The Trinity and Salvation
It clearly belongs to the very essence of the gospel of salvation that, through the Lord Jesus Christ and the Holy Spirit, God has communicated himself to us in atoning propitiation and saving power. This is a threefold self-communication of God to us in unreserved love, in which the Father, the Son, and the Holy Spirit, while other than one another in the distinctiveness of their Persons and Acts, are perfectly and indivisibly one, for no divine Person is what he is apart from the others.
The Father is not properly Father apart from the Son and the Spirit, and the Son is not properly Son apart from the Father and the Spirit, and the Spirit is not properly Spirit apart from the Father and the Son. They are completely at one in their mutual indwelling, containing, and interpenetrating of one another. This triune relation between the Father, the Son, and the Holy Spirit applies to all their activity, not least in the movement of atoning propitiation and expiation whereby all who come to the Father through the Son and in the Holy Spirit are redeemed and saved from sin and death and judgment.

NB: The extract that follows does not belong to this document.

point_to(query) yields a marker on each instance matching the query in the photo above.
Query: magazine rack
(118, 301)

Thus belief in the Holy Trinity does not have to do simply with our knowledge of God as he is in his inner life and being, but with the very substance of the gospel of salvation ground in and flowing from the very love which God eternally is in himself. It is indeed God’s threefold giving of himself to us as Father, Son, and Holy Spirit that is our salvation. This is succinctly and beautifully expressed in the benediction: “The grace of the Lord Jesus Christ, and the love of God, and the communion of the Holy Spirit, be with you all.” As such, devotion to one God as Father, Son, and Holy Spirit belongs to the inner structure of our Christian faith and worship, while the doctrine of the Unity and Trinity of God constitutes the fundamental grammar of Christian theology.

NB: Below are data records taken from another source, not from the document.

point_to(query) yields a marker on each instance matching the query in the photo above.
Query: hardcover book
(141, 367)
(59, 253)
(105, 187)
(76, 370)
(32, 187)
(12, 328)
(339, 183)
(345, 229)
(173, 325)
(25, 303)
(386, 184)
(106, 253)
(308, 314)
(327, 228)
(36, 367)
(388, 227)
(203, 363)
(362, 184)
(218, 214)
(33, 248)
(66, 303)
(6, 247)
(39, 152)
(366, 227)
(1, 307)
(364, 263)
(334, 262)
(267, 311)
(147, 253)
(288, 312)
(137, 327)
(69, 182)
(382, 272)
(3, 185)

Thomas F. Torrance, from The Mediation of Christ
Thomas F. Torrance (1913-2007) was a Scottish Protestant theologian. He is generally acknowledged as one of the most significant theologians of the 20th century. His understanding of the Trinity and the greatness of the work of Christ has had a powerful influence on numerous theologians and pastors. Some of his better known works are The Trinitarian Faith: The Evangelical Theology of the Ancient Catholic Church, Atonement: The Person and Work of Christ, and Incarnation: The Person and Life of Christ.